Ein mit dem gefährlichen Ebola-Virus infizierter Patient ist auf dem Luftweg in Hamburg angekommen. Möglich ist diese Art des Transports mit einer sehr speziellen Gulfstream III der US-Fluggesellschaft Phoenix Air.

Gulfstream III Phoenix Air

Für sehr spezielle Aufgaben: Gulfstream III der Phoenix Air (Archivbild). © Foto und Copyright: Phoenix Air  

 

Am Mittwochvormittag ist die Gulfstream III mit dem infizierten WHO-Mitarbeiter aus Sierra Leone auf dem Hamburger Flughafen gelandet. Ein spezieller Rettungswagen der Hamburger Feuerwehr erwartete den Patienten und brachte ihn unter besonderen Sicherheitsmaßnahmen in das Universitätsklinikum Eppendorf. Der WHO-Mitarbeiter ist der erste Ebola-Patient, der in Deutschland behandelt wird.

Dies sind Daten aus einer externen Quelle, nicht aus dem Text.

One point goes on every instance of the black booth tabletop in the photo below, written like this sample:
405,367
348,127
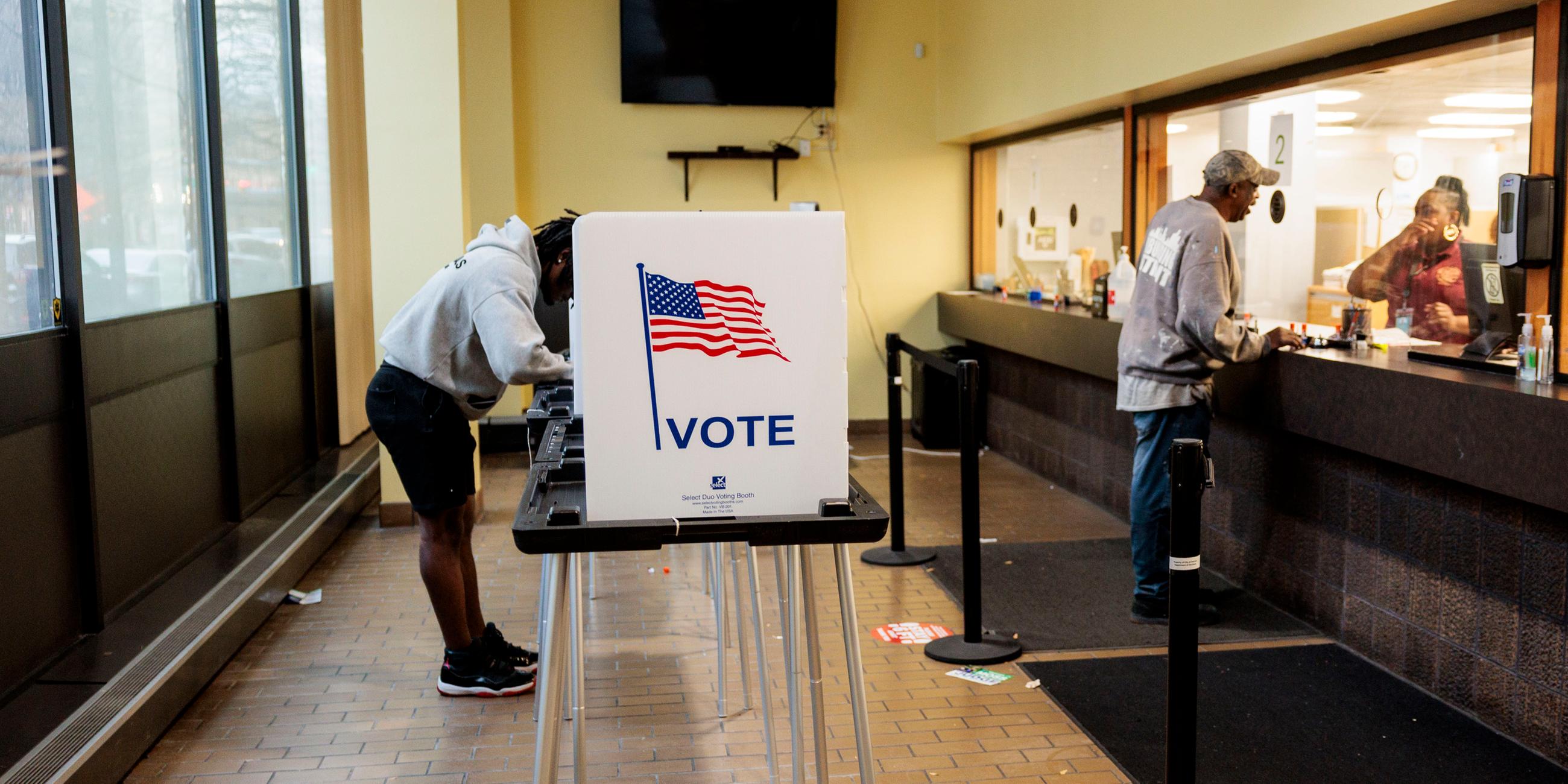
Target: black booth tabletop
552,515
552,518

Gulfstream III Ambulanz Kabine Phoenix Air

Bis zu vier Patientenliegen können in der Kabine untergebracht werden. © Foto und Copyright: Phoenix Air  

 

Die allerhöchsten Schutzbedingungen bietet auch die Gulfstream III, mit der der Patient nach Hamburg transportiert wurde. Sie gehört der US-Charterfluggesellschaft Phoenix Air aus Cartersville in Georgia. Die Gesellschaft besitzt zwei Gulfstreams (N163PA und N173PA)  mit Spezialausrüstung, die weltweit unterwegs sind. Sie gehörten früher der dänischen Luftwaffe. Zur Ambulanzflotte gehören darüber hinaus vier Learjet 36 und ein Learjet 35. Weltweit einmalig ist die Gulfstream III mit „Single Patient“-Ausstattung. Sie ist konzipiert für den Liegendtransport eines einzigen Patienten und das medizinische Begleitpersonal sowie Angehörige. Die Patientenliege ist im vorderen Teil der Kabine untergebracht, in unmittelbarer Nähe zu der speziellen großen Frachttür auf der rechten Seite. Die zweite Konfiguration sieht bis zu vier Liegen vor. Beide Gulfstreams verfügen über diese Frachttür, sie sind damit die einzigen auf der Welt. Die Tür erlaubt des Be- und Entladen des Flugzeugs mit dem liegenden Patienten in der Waagerechten nebst den angebrachten medizinischen Geräten. Die Reichweite von 3500 NM erlaubt Interkontinentalflüge mit nur wenigen Tankaufenthalten.

Während des Fluges stellt, wie im Fall des Ebola-Patienten, ein Unterdruckzelt in der Kabine eine Schutzatmosphäre her, um die Ausbreitung von Keimen zu verhindern. Unter diesen besonderen Schutzbedingungen kann immer nur ein Patient befördert werden.

Phoenix Air betreibt auch eine Flotte von Gulfstream G I und führt Modifikationen an den Turboprop-Zweimots aus.